Introduction
We’ll be hearing a lot from politicians this summer and fall about the urgency of dealing with Medicare spending, which will begin to rise sharply in the coming years as increasing numbers of the country’s 75 million baby boomers turn 65.
If we’re fortunate, some courageous candidates will call for renewed debate on a provision of the health care reform bill that had once enjoyed bipartisan support. The one that spineless Democrats decided had to be yanked when a certain former vice presidential nominee claimed, falsely, that it would create government-run “death panels.”
Medicare expenditures now total more than half a trillion dollars annually, representing 15 percent of federal spending. The only programs to which the government devotes more dollars are Social Security and national defense, both of which consume 20 percent of yearly federal outlays.
The Congressional Budget Office projects that the average annual growth in Medicare spending will be 5.8 percent between 2012 and 2020. It would have been one percentage point higher than that, according to the CBO, if not for the cost-constraining provisions of the Affordable Care Act, most notably the one that will gradually eliminate the bonuses the government pays private insurers to participate in the Medicare Advantage program.
The Affordable Care Act might have been able to curtail spending further if it hadn’t been for Sarah Palin’s reckless rhetoric. It was Palin who charged that a provision of the law allowing Medicare to pay doctors for having end-of-life discussions with their patients would lead to government-run “death panels.”
That provision was important because, according to the Congressional Research Service, about one-fourth of total Medicare spending is for the last year of life, and a lot of that spending could be avoided if more folks received counseling from their doctors on what they should do to ensure that their wishes are carried out when the grim reaper comes calling.
No one understands this better than Dan Morhaim, an adjunct professor in the Johns Hopkins Bloomberg School of Public Health and deputy majority leader of the Maryland House of Delegates.

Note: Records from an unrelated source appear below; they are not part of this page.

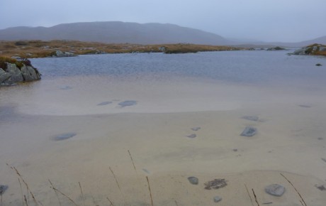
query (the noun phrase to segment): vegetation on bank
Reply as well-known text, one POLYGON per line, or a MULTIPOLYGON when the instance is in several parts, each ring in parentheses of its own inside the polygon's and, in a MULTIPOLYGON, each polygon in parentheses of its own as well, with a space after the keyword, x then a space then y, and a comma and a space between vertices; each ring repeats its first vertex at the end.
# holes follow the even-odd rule
POLYGON ((137 45, 108 44, 78 40, 18 40, 0 41, 0 56, 18 56, 21 58, 52 56, 56 50, 75 55, 130 53, 184 53, 201 51, 238 50, 243 48, 230 46, 195 45, 188 43, 137 45))

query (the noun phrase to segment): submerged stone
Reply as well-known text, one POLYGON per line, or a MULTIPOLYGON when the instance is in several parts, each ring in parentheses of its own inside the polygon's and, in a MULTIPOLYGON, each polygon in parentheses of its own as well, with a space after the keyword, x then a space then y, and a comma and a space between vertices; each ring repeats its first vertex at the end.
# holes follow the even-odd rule
POLYGON ((214 202, 218 202, 222 200, 222 197, 220 196, 215 196, 214 197, 214 202))
POLYGON ((54 140, 55 141, 61 141, 61 140, 66 140, 67 139, 72 138, 74 136, 76 136, 76 133, 66 133, 66 134, 62 134, 60 135, 58 135, 55 137, 54 140))
POLYGON ((137 104, 137 101, 135 101, 135 100, 127 100, 127 101, 124 101, 124 102, 120 102, 119 104, 120 106, 121 106, 122 107, 128 107, 128 106, 133 106, 133 105, 135 105, 137 104))
POLYGON ((252 136, 256 134, 257 131, 257 129, 256 128, 247 126, 240 135, 244 136, 252 136))
POLYGON ((258 119, 259 119, 257 116, 244 116, 242 118, 247 119, 247 120, 254 121, 257 121, 258 119))
POLYGON ((285 188, 279 184, 273 184, 266 186, 265 192, 271 195, 281 197, 284 194, 285 188))
POLYGON ((193 127, 191 128, 191 130, 192 131, 198 131, 199 129, 201 129, 201 128, 200 126, 196 126, 196 127, 193 127))
POLYGON ((193 185, 198 185, 198 178, 196 177, 189 177, 188 180, 193 185))
POLYGON ((112 102, 101 102, 99 104, 97 104, 97 106, 108 105, 108 104, 110 104, 111 103, 112 103, 112 102))
POLYGON ((4 192, 8 189, 8 185, 0 185, 0 195, 4 193, 4 192))
POLYGON ((60 87, 60 90, 72 90, 72 87, 70 86, 65 86, 65 87, 60 87))
POLYGON ((191 134, 191 135, 187 135, 187 137, 189 138, 195 138, 196 136, 197 135, 196 135, 196 134, 191 134))

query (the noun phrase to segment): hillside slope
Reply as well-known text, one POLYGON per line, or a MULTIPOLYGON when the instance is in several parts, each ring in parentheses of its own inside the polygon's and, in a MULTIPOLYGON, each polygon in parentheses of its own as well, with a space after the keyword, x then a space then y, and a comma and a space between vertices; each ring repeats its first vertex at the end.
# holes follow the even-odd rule
POLYGON ((9 28, 0 30, 0 40, 75 40, 106 43, 138 44, 230 43, 230 41, 217 34, 174 24, 120 21, 63 23, 49 28, 9 28))

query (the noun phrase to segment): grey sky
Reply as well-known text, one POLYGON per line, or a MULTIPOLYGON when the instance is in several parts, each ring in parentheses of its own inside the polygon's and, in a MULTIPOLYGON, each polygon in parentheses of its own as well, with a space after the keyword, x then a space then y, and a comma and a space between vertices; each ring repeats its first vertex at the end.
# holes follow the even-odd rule
POLYGON ((326 36, 325 0, 0 0, 0 29, 121 21, 169 23, 225 38, 296 42, 326 36))

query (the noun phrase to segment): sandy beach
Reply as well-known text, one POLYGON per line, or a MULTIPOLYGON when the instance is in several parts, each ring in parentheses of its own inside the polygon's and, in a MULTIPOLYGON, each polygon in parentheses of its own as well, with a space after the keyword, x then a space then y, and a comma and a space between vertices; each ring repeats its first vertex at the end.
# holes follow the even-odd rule
MULTIPOLYGON (((20 101, 19 92, 26 94, 22 89, 8 104, 2 102, 0 183, 9 185, 2 205, 24 205, 22 197, 27 197, 11 166, 43 205, 326 202, 323 91, 184 82, 178 87, 125 84, 129 86, 122 90, 128 92, 96 93, 79 83, 62 90, 59 85, 64 84, 57 82, 44 81, 38 90, 45 92, 34 91, 30 101, 20 101), (172 87, 178 90, 169 93, 172 87), (47 94, 53 88, 57 90, 47 94), (145 88, 146 92, 140 92, 145 88), (53 92, 61 99, 57 104, 53 92), (86 98, 82 92, 93 96, 86 98), (137 104, 119 106, 128 99, 137 104), (111 103, 98 105, 103 101, 111 103), (240 136, 246 126, 257 133, 240 136), (56 139, 67 134, 73 136, 56 139), (191 176, 198 179, 198 185, 189 181, 191 176), (215 179, 225 179, 226 186, 205 189, 204 184, 215 179), (281 197, 264 191, 276 183, 286 188, 281 197), (74 203, 57 196, 53 186, 74 203), (222 200, 214 202, 217 195, 222 200)), ((28 205, 35 205, 30 194, 28 198, 28 205)))

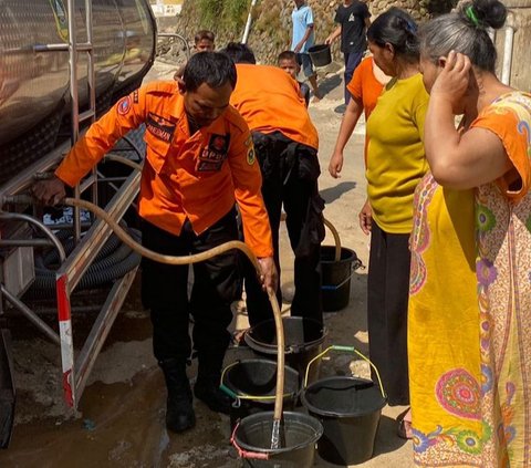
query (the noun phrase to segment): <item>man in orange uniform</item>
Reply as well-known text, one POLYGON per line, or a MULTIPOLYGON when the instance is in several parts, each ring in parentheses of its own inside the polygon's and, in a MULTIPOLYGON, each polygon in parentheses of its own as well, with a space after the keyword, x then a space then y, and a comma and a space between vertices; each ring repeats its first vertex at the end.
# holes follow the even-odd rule
MULTIPOLYGON (((72 148, 55 179, 33 186, 46 205, 65 195, 129 129, 146 124, 146 160, 138 211, 143 245, 155 251, 187 256, 238 238, 238 202, 246 241, 259 258, 266 288, 275 288, 271 230, 260 195, 246 122, 229 105, 236 84, 230 59, 216 52, 194 55, 183 82, 155 82, 123 97, 72 148)), ((187 267, 145 260, 143 300, 150 309, 153 346, 168 389, 166 425, 181 431, 195 424, 186 375, 191 343, 199 360, 195 395, 212 410, 228 413, 230 399, 219 377, 230 334, 231 302, 240 292, 237 252, 194 266, 194 289, 187 294, 187 267)))
MULTIPOLYGON (((291 314, 322 322, 320 254, 324 202, 317 189, 317 132, 299 84, 288 73, 277 66, 256 65, 254 54, 244 44, 229 43, 223 52, 237 63, 238 83, 230 103, 252 132, 279 273, 282 205, 287 214, 285 223, 295 254, 291 314)), ((246 293, 251 326, 272 319, 267 297, 251 275, 246 275, 246 293)), ((279 301, 281 297, 279 287, 279 301)))

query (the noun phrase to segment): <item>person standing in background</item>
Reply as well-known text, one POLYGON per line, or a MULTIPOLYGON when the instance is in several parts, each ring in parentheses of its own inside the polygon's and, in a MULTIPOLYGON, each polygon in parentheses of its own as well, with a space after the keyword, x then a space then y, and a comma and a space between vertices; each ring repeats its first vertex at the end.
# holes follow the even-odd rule
MULTIPOLYGON (((367 201, 360 214, 371 232, 367 330, 371 361, 378 368, 389 406, 409 404, 407 300, 413 196, 428 169, 423 137, 428 93, 418 71, 417 24, 391 8, 367 30, 378 67, 392 76, 367 119, 367 201)), ((398 435, 412 437, 410 410, 398 418, 398 435)))
POLYGON ((308 53, 308 50, 315 42, 313 12, 304 0, 294 0, 294 3, 295 8, 291 13, 291 21, 293 22, 291 50, 296 53, 304 76, 310 82, 310 86, 312 86, 312 102, 319 102, 321 100, 321 93, 317 87, 317 74, 313 70, 312 60, 308 53))
POLYGON ((363 53, 367 49, 365 37, 371 25, 371 13, 365 3, 358 0, 344 0, 335 12, 335 31, 330 34, 325 43, 332 44, 341 35, 341 52, 345 58, 345 106, 348 105, 351 93, 346 89, 352 80, 354 70, 360 64, 363 53))
POLYGON ((296 61, 296 54, 292 51, 281 52, 277 59, 279 67, 281 67, 285 73, 288 73, 293 80, 299 84, 300 95, 304 98, 304 103, 310 104, 310 86, 306 83, 302 83, 296 80, 299 72, 301 71, 301 65, 296 61))
MULTIPOLYGON (((384 86, 389 82, 389 76, 387 76, 382 70, 378 69, 378 65, 374 63, 372 56, 366 56, 363 59, 360 66, 355 70, 352 81, 347 85, 347 90, 351 93, 351 101, 346 106, 345 115, 341 121, 340 133, 335 142, 334 153, 330 158, 329 163, 329 173, 336 179, 340 176, 341 170, 343 169, 343 152, 345 149, 348 139, 354 132, 354 128, 357 124, 357 121, 362 116, 362 113, 365 115, 365 122, 367 122, 368 116, 376 106, 384 86)), ((364 148, 364 158, 365 167, 367 166, 367 147, 368 147, 368 137, 365 134, 365 148, 364 148)), ((365 226, 362 223, 362 229, 365 233, 368 233, 368 230, 365 229, 365 226)))
MULTIPOLYGON (((262 196, 273 237, 280 278, 279 228, 282 207, 294 253, 295 292, 291 316, 323 323, 321 242, 324 239, 319 195, 319 135, 300 95, 299 85, 277 66, 257 65, 252 50, 230 42, 222 50, 236 63, 238 82, 230 104, 251 129, 262 174, 262 196)), ((250 266, 249 262, 246 262, 250 266)), ((251 270, 244 273, 247 312, 251 326, 273 319, 271 304, 251 270)), ((280 282, 277 299, 282 303, 280 282)))

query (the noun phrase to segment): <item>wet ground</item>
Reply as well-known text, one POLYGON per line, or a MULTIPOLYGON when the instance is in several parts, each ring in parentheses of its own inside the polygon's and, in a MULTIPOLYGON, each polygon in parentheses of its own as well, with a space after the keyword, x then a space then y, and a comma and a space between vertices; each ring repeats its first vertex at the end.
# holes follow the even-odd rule
MULTIPOLYGON (((156 63, 147 80, 170 77, 174 67, 156 63)), ((354 250, 366 264, 368 238, 357 225, 357 212, 365 200, 363 171, 363 125, 345 150, 342 178, 333 179, 326 167, 341 123, 334 112, 342 103, 341 75, 322 76, 325 97, 311 104, 311 115, 321 138, 321 194, 326 200, 325 217, 337 228, 342 245, 354 250)), ((283 228, 282 228, 283 229, 283 228)), ((283 310, 289 313, 293 293, 291 253, 285 231, 281 237, 283 267, 283 310)), ((327 233, 325 245, 333 245, 327 233)), ((366 270, 351 280, 350 304, 326 313, 327 344, 354 345, 367 350, 365 321, 366 270)), ((94 314, 76 318, 74 337, 81 336, 94 314), (77 333, 77 335, 76 335, 77 333)), ((50 323, 54 318, 48 316, 50 323)), ((235 303, 232 329, 247 326, 244 304, 235 303)), ((0 467, 238 467, 240 461, 229 446, 229 418, 210 412, 195 401, 196 427, 183 435, 166 431, 165 386, 152 355, 150 323, 139 306, 137 284, 118 315, 106 344, 96 360, 74 415, 65 407, 61 389, 60 351, 22 319, 12 320, 13 357, 18 388, 15 428, 9 449, 0 451, 0 467)), ((227 363, 250 356, 248 349, 231 349, 227 363)), ((194 379, 192 365, 189 376, 194 379)), ((354 371, 367 375, 367 365, 351 355, 334 354, 323 361, 321 376, 354 371)), ((373 458, 363 467, 409 467, 412 447, 396 436, 394 418, 404 408, 385 407, 373 458)), ((299 410, 302 410, 299 408, 299 410)), ((353 441, 354 443, 354 441, 353 441)), ((315 467, 333 467, 316 457, 315 467)))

Morhaim, who also has been an emergency room physician and internist, has seen many cases in which people were hooked up to machines in vain attempts to restore their health — so many, in fact, that he wrote a book that should be required reading on Capitol Hill.
After reading Morhaim’s book, “The Better End—Surviving (and Dying) on Your Own Terms in Today’s Modern Medical World,” you’ll want to be sure you have a living will or advance directive in place—for your own good, for your family’s good and for your country’s as well.

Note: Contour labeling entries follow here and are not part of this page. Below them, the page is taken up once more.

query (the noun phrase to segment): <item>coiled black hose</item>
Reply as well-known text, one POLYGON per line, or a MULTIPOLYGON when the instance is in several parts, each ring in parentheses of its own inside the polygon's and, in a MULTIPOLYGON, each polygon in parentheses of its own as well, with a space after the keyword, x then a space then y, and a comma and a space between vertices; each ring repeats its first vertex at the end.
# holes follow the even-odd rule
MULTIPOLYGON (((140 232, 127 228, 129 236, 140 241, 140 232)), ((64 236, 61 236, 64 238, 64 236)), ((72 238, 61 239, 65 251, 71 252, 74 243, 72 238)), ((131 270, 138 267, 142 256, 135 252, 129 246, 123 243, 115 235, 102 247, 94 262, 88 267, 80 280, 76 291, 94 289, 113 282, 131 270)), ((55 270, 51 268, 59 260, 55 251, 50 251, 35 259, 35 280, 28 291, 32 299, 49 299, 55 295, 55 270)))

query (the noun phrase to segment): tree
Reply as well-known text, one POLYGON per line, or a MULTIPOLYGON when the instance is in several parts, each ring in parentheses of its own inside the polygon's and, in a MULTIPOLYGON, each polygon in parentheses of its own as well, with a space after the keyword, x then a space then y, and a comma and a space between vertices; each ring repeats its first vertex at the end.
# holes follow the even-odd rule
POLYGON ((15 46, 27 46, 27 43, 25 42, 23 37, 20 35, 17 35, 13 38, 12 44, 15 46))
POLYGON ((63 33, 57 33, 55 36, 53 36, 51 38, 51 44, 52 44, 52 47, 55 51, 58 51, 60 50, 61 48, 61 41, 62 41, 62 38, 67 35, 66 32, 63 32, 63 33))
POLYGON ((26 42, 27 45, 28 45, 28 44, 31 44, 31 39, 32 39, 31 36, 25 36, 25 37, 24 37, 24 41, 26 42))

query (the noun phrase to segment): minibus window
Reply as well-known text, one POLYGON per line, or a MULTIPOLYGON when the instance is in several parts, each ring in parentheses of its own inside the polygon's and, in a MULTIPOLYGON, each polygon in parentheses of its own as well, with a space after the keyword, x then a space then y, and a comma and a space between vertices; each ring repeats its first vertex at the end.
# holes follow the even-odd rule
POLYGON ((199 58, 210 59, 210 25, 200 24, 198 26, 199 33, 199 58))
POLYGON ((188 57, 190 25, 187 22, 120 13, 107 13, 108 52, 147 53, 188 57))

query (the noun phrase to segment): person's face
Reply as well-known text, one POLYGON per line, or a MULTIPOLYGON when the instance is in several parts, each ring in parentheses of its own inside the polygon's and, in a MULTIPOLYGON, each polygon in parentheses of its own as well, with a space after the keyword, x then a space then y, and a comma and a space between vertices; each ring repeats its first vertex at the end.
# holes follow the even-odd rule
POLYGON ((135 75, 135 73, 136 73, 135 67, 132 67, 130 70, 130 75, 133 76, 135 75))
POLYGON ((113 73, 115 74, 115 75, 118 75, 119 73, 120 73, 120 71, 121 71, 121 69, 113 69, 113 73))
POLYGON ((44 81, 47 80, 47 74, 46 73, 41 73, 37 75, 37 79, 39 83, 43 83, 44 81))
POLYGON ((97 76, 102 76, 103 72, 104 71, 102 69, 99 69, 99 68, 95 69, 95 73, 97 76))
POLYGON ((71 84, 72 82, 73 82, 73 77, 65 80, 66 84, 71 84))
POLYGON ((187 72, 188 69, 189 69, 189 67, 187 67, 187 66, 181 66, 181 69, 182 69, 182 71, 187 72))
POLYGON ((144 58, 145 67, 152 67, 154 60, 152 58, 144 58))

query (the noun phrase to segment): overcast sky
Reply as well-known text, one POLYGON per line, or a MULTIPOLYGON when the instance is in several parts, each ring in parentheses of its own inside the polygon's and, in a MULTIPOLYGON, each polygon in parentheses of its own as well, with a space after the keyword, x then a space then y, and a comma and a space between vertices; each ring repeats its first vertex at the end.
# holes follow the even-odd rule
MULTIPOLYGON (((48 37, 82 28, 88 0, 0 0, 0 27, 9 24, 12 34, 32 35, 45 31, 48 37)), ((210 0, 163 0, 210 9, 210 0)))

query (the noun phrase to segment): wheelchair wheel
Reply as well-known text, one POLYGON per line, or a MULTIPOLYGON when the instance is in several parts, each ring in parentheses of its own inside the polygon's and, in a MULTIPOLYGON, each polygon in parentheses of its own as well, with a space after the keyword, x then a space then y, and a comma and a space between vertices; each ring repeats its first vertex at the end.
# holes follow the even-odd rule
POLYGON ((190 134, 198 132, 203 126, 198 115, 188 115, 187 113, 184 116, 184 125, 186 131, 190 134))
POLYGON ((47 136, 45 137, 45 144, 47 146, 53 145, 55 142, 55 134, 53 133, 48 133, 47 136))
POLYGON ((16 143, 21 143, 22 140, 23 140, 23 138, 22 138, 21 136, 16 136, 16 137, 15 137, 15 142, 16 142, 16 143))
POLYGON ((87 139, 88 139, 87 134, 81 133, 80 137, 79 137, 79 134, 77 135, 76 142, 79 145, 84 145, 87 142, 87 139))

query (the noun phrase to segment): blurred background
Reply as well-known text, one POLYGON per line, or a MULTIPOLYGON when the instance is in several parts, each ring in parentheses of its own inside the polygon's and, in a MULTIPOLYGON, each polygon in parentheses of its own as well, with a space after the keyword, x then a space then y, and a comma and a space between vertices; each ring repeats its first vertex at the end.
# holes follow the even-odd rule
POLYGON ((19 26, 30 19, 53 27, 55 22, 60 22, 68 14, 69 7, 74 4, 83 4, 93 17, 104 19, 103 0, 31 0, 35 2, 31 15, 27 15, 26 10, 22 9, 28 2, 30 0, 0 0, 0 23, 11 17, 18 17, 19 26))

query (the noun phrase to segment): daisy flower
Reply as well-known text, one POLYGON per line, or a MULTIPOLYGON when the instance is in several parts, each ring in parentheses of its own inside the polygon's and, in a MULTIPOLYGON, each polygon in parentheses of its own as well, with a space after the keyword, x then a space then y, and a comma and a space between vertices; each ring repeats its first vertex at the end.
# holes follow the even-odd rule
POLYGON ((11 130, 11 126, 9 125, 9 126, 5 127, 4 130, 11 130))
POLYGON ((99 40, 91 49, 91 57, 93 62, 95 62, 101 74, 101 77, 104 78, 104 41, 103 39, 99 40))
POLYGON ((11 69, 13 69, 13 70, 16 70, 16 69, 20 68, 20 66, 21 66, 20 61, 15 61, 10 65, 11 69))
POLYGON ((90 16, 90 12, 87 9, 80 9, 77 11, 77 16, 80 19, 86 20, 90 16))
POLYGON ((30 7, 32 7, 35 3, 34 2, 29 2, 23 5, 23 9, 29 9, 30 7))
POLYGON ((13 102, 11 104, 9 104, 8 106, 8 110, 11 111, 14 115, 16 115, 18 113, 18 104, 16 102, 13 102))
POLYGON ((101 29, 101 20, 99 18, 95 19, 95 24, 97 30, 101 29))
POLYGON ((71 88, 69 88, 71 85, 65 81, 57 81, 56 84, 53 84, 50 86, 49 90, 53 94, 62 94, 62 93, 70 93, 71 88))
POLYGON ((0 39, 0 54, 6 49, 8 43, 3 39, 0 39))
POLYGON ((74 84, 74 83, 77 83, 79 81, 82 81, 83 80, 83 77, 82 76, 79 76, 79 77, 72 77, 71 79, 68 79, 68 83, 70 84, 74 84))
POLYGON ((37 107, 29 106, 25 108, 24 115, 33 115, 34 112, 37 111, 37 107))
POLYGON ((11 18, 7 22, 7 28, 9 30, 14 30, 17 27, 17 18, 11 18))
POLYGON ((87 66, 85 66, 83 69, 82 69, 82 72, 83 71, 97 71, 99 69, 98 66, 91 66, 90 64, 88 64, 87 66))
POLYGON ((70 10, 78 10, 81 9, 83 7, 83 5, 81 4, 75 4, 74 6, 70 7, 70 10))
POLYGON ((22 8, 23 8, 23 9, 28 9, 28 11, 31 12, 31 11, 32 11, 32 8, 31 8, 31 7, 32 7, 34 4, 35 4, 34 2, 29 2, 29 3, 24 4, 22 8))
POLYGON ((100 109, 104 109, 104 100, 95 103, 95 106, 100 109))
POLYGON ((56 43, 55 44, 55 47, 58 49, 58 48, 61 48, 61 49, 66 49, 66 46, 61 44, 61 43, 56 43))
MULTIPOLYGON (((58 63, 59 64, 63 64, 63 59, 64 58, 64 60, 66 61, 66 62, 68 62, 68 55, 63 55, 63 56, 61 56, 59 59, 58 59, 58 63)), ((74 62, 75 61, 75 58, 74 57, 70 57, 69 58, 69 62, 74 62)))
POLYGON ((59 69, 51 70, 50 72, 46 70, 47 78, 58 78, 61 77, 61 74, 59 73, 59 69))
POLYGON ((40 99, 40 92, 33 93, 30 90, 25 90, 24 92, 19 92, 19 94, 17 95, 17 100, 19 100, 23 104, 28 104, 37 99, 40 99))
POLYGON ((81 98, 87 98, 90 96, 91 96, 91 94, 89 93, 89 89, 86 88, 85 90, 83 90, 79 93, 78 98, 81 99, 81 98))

Advance directives, which allow you to specify the kind of care you want as you approach the end of life, “offer something rare and important in our modern medical system,” Morhaim wrote. “They provide an opportunity to exert influence.”

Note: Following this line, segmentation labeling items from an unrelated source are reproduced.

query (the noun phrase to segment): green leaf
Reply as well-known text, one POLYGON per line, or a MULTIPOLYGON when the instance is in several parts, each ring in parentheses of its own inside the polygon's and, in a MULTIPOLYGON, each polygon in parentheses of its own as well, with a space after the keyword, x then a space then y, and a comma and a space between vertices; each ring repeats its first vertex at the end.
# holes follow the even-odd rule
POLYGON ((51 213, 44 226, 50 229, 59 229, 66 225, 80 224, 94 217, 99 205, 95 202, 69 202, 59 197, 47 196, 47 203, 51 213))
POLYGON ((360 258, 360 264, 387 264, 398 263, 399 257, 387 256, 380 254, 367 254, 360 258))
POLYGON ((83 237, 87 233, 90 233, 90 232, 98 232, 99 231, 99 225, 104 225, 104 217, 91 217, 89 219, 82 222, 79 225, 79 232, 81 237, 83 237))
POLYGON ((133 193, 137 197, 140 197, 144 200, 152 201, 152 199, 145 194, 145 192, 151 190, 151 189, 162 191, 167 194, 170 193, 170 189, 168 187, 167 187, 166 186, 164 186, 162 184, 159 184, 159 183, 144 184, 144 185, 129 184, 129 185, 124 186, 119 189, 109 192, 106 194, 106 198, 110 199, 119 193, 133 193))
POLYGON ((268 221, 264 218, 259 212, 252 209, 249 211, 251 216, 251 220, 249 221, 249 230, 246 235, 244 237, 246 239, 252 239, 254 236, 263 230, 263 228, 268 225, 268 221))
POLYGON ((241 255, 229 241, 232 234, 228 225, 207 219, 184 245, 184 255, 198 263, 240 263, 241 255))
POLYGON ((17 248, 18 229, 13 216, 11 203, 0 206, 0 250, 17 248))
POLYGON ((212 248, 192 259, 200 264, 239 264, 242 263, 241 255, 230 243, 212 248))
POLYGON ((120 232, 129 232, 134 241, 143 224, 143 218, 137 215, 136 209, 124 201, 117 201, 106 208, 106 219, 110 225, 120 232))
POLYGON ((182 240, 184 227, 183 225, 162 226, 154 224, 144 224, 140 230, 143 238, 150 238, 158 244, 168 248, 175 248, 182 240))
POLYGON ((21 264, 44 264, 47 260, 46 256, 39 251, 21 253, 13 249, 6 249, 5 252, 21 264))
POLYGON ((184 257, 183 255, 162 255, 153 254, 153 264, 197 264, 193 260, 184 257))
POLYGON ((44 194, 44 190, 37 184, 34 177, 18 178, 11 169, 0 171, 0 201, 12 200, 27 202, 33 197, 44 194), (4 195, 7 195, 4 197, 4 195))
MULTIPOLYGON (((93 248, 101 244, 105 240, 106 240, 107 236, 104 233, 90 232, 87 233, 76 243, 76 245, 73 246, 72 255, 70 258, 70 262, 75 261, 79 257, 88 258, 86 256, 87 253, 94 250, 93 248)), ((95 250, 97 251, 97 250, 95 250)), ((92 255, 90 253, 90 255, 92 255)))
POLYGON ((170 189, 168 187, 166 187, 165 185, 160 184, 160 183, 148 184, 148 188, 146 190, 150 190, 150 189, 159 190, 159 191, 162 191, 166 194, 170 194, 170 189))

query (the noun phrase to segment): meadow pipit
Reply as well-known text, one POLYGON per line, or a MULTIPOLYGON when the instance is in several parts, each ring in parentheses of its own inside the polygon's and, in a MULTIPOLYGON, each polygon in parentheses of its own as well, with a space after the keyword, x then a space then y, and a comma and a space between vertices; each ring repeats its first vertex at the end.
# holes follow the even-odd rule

And that’s never been more important, Morhaim contends. “As the baby boom generation reaches its senior years, as new lifesaving medical treatments are announced almost weekly and as our health care system confronts a crisis of affordability, the need is urgent for ordinary people to demand participation in end-of-life decisions.”
Another physician lawmaker who once shared Morhaim’s passion on this issue is Rep. Charles Boustany of Louisiana. Boustany, a heart surgeon, was one of three Republicans who cosponsored a bill in 2009 that formed the basis of the provision Palin maligned and mischaracterized.
When other Republicans began adopting Palin’s talking point, Boustany was forced to defend his support of the original bill. He was quoted as saying that he knew of many situations in which a critically ill patient hadn’t made his wishes known, leaving family members with the burden of making end-of-life treatment decisions. “This happens every day, multiple times, in hospitals across the country,” he said. “It’s a very important issue.”
The principal sponsor of the legislation, Rep. Earl Blumenauer, D-Ore., said he was stunned when the controversy erupted. “It’s just beyond bizarre,” he told reporters at the time, noting that his bill had broad bipartisan support before Palin posted the death-panel charge on her Facebook page.
What was a good idea then is a good idea now, but Palin so poisoned the well that not a single Republican, not even Boustany, will go near it, certainly not in an election year. Blumenauer has reintroduced the measure as a stand-alone bill, and it has several cosponsors. But as you might imagine, all of them are Democrats. And because Republicans now control the House, Blumenauer hasn’t even been able to get a hearing on the measure.
There is still some hope that the bill might someday become law. Boustany indicated in a 2009 interview that he and other proponents might be willing to back it again “at some point when the temperature has cooled down.”
Many families—and the Medicare program—will be better off if that moment comes sooner rather than later.